As with any SUID file, it will run this command with the same privileges as the owner of the SUID file! If this is root, using this method we can run whatever commands we like as root!

Let’s do it!

Questions

Going back to our local ssh session, not the netcat root session, you can close that now, let’s exit out of root from our previous task by typing “exit”. Then use “su” to swap to user5, with the password “password”

Answer: No answer needed

Let’s go to user5’s home directory, and run the file “script”. What command do we think that it’s executing?
Run the script using ./script to get the output

 Answer: ls

Now we know what command to imitate, let’s change directory to “tmp”. 

 Answer: No answer needed

Now we’re inside tmp, let’s create an imitation executable. The format for what we want to do is:

echo “[whatever command we want to run]” > [name of the executable we’re imitating]

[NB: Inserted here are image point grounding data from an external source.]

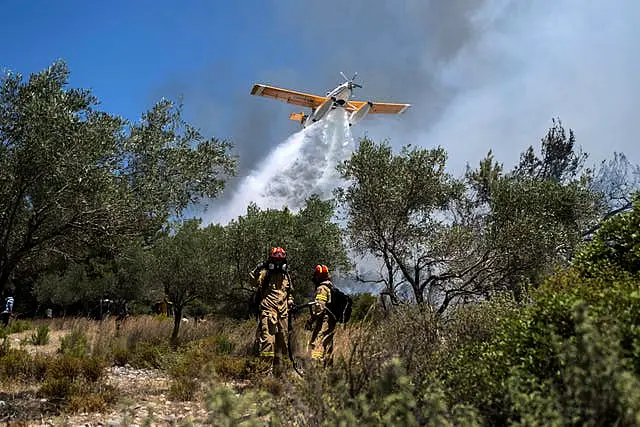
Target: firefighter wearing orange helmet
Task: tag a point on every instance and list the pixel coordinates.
(322, 322)
(275, 292)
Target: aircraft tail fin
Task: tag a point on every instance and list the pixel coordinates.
(298, 117)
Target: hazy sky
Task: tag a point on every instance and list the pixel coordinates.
(480, 74)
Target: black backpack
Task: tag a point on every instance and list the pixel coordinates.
(340, 305)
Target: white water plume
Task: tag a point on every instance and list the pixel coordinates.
(302, 165)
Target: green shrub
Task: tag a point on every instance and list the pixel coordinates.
(76, 383)
(75, 344)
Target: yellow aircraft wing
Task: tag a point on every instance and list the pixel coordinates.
(379, 107)
(289, 96)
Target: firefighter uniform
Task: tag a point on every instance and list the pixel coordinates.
(323, 324)
(276, 296)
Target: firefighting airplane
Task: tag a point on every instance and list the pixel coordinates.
(321, 105)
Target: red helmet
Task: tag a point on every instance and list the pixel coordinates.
(321, 272)
(277, 253)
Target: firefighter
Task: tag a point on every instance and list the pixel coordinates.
(322, 322)
(275, 292)
(8, 311)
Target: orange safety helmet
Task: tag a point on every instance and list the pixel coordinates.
(321, 272)
(277, 253)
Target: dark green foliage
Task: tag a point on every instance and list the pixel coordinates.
(615, 247)
(76, 180)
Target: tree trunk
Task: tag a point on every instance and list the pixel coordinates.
(177, 319)
(418, 294)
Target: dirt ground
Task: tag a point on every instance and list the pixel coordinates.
(143, 399)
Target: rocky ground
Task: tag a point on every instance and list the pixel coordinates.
(143, 399)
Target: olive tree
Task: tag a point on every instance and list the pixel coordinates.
(73, 177)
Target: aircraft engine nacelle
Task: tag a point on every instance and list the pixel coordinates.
(323, 109)
(360, 113)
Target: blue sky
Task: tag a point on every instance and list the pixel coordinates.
(481, 74)
(124, 50)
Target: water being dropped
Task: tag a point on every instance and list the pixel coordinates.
(302, 165)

What would the command look like to open a bash shell, writing to a file with the name of the executable we’re imitating
Remember that bash is located in the bin directory.

 Answer: echo “/bin/bash” > ls

Great! Now we’ve made our imitation, we need to make it an executable. What command do we execute to do this?

 Answer: chmod +x ls

Now, we need to change the PATH variable, so that it points to the directory where we have our imitation “ls” stored! We do this using the command “export PATH=/tmp:$PATH”

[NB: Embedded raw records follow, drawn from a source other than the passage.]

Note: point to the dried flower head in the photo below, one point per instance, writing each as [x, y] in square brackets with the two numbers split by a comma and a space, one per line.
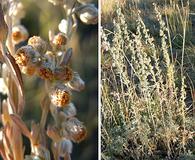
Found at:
[38, 44]
[76, 83]
[53, 133]
[45, 71]
[64, 74]
[64, 26]
[89, 14]
[60, 95]
[63, 147]
[27, 56]
[59, 42]
[75, 129]
[28, 70]
[19, 34]
[57, 2]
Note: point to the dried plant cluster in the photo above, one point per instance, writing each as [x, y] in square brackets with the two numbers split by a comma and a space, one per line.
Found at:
[49, 61]
[145, 110]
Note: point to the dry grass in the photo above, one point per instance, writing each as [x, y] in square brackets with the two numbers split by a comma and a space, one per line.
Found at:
[147, 107]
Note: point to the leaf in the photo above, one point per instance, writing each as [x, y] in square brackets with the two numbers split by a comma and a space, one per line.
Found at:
[16, 75]
[18, 121]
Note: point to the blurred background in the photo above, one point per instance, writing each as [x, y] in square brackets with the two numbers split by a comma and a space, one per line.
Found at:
[40, 17]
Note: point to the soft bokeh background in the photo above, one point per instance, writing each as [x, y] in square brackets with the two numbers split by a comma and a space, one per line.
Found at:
[40, 17]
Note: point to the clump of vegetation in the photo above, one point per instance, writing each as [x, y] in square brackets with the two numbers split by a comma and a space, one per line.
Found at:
[147, 105]
[49, 61]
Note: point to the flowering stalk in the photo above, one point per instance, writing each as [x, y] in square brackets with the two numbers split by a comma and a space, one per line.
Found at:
[49, 61]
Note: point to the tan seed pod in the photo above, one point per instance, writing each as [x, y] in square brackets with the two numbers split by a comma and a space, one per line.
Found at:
[56, 2]
[76, 83]
[38, 44]
[75, 129]
[45, 71]
[64, 74]
[19, 34]
[27, 56]
[53, 133]
[59, 41]
[60, 95]
[84, 1]
[88, 14]
[28, 70]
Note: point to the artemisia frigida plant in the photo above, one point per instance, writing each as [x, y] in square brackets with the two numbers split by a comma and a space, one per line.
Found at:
[49, 61]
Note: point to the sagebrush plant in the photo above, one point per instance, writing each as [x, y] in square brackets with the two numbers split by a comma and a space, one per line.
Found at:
[51, 62]
[144, 110]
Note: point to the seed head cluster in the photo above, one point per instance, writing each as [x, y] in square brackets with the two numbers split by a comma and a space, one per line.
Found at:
[49, 61]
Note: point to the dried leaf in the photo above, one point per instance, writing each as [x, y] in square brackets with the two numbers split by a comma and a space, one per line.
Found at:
[3, 26]
[17, 143]
[16, 75]
[45, 109]
[67, 156]
[18, 121]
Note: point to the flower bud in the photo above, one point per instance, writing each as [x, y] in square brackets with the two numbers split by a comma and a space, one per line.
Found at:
[59, 42]
[88, 14]
[84, 1]
[27, 56]
[70, 111]
[28, 70]
[45, 71]
[38, 44]
[64, 74]
[53, 133]
[65, 26]
[19, 34]
[41, 152]
[18, 13]
[60, 95]
[77, 83]
[64, 146]
[56, 2]
[75, 129]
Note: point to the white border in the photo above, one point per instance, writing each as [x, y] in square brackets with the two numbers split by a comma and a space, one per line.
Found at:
[99, 81]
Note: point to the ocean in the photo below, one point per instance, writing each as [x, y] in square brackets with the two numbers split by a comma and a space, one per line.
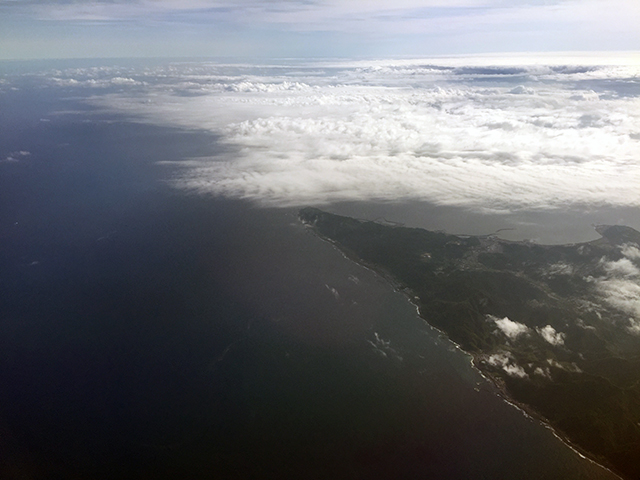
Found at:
[149, 332]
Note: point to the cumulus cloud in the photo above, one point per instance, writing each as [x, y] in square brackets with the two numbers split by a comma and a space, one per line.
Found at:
[405, 130]
[550, 335]
[631, 251]
[619, 287]
[17, 156]
[510, 328]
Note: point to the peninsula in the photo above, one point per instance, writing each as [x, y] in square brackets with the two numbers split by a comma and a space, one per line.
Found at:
[556, 327]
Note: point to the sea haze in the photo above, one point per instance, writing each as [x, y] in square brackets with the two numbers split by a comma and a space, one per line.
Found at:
[165, 314]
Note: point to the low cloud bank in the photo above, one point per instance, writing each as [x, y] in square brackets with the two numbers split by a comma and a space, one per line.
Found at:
[488, 138]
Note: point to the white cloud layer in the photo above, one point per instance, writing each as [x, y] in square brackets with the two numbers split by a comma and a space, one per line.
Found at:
[550, 335]
[486, 136]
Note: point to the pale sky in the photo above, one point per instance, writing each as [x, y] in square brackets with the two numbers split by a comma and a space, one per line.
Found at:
[311, 28]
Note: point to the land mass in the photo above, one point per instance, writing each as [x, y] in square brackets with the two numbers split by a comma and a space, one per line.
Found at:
[556, 327]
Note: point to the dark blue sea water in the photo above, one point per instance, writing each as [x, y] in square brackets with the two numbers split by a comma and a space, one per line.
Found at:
[149, 333]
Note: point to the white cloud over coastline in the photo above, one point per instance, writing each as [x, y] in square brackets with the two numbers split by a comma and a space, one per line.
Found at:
[510, 328]
[488, 137]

Note, this will cause you to open a bash prompt every time you use “ls”. If you need to use “ls” before you finish the exploit, use “/bin/ls*”** where the real “ls” executable is.*

*Once you’ve finished the exploit, you can exit out of root and use ***“export PATH=/usr/local/sbin:/usr/local/bin:/usr/sbin:/usr/bin:/sbin:/bin:/usr/games:/usr/local/games:$PATH” to reset the PATH variable back to default, letting you use *“ls” again!

 Answer: No answer needed

Now, change directory back to user5’s home directory.

 Answer: No answer needed

Now, run the “script” file again, you should be sent into a root bash prompt! Congratulations!